Motorcycles drive at night without their lights on, often in packs just as their light turns red; at the best of times some of them drive soundlessly on the sidewalk. Like bicycles, many drive on the wrong side of the road. Drivers beware: anyone might appear at any time from any direction! The same goes for pedestrians. Whenever you want to cross from A to B, someone, on foot or wheels of some kind, will materialize going from B to A, into or out of a doorway or laneway you hadn't noticed was there, and others may appear at the perpendicular too. Alertness is constant, though it seems nobody's paying attention. Nobody stops unless they have to. It comes back to me that I first felt the miracle of still being alive every time I made it home from Fudan on my bicycle, but later came to take it for granted that, still miraculously, none of the collisions I saw about to happen around me (and sometimes involving me) actually would.

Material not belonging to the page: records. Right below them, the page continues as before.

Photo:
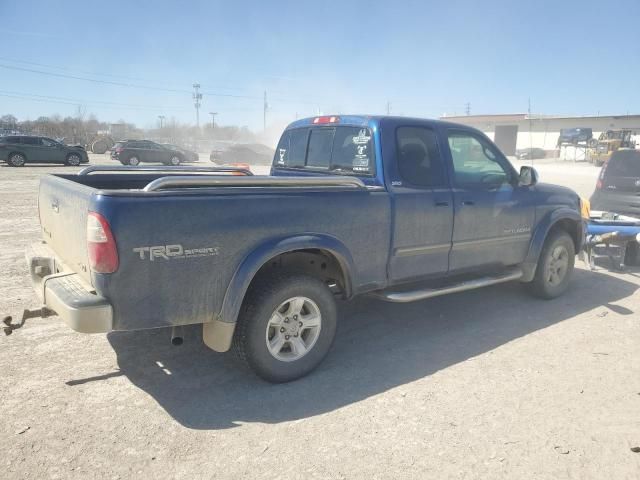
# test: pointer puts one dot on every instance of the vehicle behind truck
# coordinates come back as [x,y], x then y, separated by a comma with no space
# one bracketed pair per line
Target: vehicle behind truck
[398,209]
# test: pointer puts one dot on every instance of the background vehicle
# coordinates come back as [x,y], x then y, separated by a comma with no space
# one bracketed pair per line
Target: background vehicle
[189,155]
[609,142]
[251,153]
[530,153]
[574,136]
[135,152]
[399,208]
[21,149]
[618,186]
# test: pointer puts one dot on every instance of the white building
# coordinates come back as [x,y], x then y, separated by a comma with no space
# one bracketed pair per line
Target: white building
[520,131]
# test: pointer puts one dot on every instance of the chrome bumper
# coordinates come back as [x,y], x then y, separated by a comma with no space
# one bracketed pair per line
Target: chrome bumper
[65,293]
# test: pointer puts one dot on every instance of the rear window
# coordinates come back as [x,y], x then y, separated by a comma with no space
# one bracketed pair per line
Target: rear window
[624,164]
[340,149]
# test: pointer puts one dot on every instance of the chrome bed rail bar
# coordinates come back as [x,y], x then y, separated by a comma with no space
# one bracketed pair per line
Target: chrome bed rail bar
[121,169]
[252,181]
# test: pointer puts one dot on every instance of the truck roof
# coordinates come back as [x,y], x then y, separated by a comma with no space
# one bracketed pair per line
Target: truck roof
[366,120]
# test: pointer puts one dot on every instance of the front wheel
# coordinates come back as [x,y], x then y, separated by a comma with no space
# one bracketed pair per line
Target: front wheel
[17,160]
[73,160]
[555,266]
[286,327]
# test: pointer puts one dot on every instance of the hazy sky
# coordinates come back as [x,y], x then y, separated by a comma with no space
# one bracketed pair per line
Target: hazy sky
[135,60]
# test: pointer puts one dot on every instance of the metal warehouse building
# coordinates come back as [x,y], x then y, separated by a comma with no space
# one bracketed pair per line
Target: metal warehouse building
[520,130]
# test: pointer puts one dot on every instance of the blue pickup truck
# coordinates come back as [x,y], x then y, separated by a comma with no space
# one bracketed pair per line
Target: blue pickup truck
[396,208]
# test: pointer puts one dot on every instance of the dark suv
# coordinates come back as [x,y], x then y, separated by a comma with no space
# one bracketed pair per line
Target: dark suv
[618,187]
[574,136]
[17,150]
[134,152]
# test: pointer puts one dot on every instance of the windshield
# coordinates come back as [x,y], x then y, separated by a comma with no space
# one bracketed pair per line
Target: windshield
[341,149]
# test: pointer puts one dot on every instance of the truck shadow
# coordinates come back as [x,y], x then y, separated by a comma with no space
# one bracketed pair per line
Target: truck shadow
[379,346]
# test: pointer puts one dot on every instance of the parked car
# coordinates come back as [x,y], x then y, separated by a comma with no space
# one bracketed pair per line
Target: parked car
[18,150]
[618,186]
[574,136]
[249,153]
[189,155]
[530,153]
[396,208]
[135,152]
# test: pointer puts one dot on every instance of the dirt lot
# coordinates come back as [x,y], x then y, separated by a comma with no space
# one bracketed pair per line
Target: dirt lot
[485,384]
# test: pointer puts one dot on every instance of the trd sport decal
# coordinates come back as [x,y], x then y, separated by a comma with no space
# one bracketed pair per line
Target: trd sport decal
[173,252]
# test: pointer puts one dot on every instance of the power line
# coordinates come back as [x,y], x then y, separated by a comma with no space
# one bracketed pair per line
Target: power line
[197,97]
[75,101]
[95,74]
[120,84]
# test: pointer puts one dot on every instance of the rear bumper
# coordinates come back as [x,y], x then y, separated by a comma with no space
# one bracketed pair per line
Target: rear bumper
[621,204]
[66,293]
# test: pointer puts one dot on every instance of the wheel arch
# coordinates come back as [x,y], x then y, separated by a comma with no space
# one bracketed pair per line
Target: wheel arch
[263,256]
[562,218]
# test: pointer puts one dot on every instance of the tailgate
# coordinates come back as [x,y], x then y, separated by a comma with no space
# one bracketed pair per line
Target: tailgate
[63,207]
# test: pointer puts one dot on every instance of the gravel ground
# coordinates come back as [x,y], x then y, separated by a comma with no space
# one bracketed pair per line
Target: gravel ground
[485,384]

Going into every metro station there will be a security checkpoint (or several) with someone watching a monitor and one or two people directing people to place their bags and briefcases in the scanner. Most people walk right through, bags or no bags. My friend X had been trying for a long time to get me not to put my backpack in the scanner, which I did out of a habit of law abidingness and a sense that guests should be on their best behavior (especially in a police state) - I also used to feel indignant at those who seemed to me to think themselves too good to participate - but I have seen the light. Walk past the people directing you to put your bag in and some will say something; some will gesture, half blocking your way; some will even hold onto your arm. But if you keep moving they'll let you go through. At one point, when someone seemed to be blocking my way I put the backpack on the belt, only to have my friend angrily snatch it away... and nobody did anything. Another time my backpack actually went through and the monitor-watcher asked my friend if there was a bottle of water in it. I said there wasn't, which he relayed to the security team, who said something about how it had looked like there was - and let us pass without checking. It's a gigantic farce, really. X's view is not that the system is ineffective (which clearly it is) but that "I've already paid for it" through his taxes, probably to line the pockets of some party insider who makes unreliable scanners. Maybe it's a make-work scheme, I once speculated; no difference, he said, they're getting paid and shouldn't get in our way. And they don't.
I'm amused that I forgot about these things, but I suppose that's just the thing about everyday life. When you're in it, you participate without noticing. When you're not in it, it's out of mind, too. But I wanted to jot them down here, if only so that I can at some future time note that they have, once again, slipped my mind - something I'll only know, as this time, by surprise at reentry.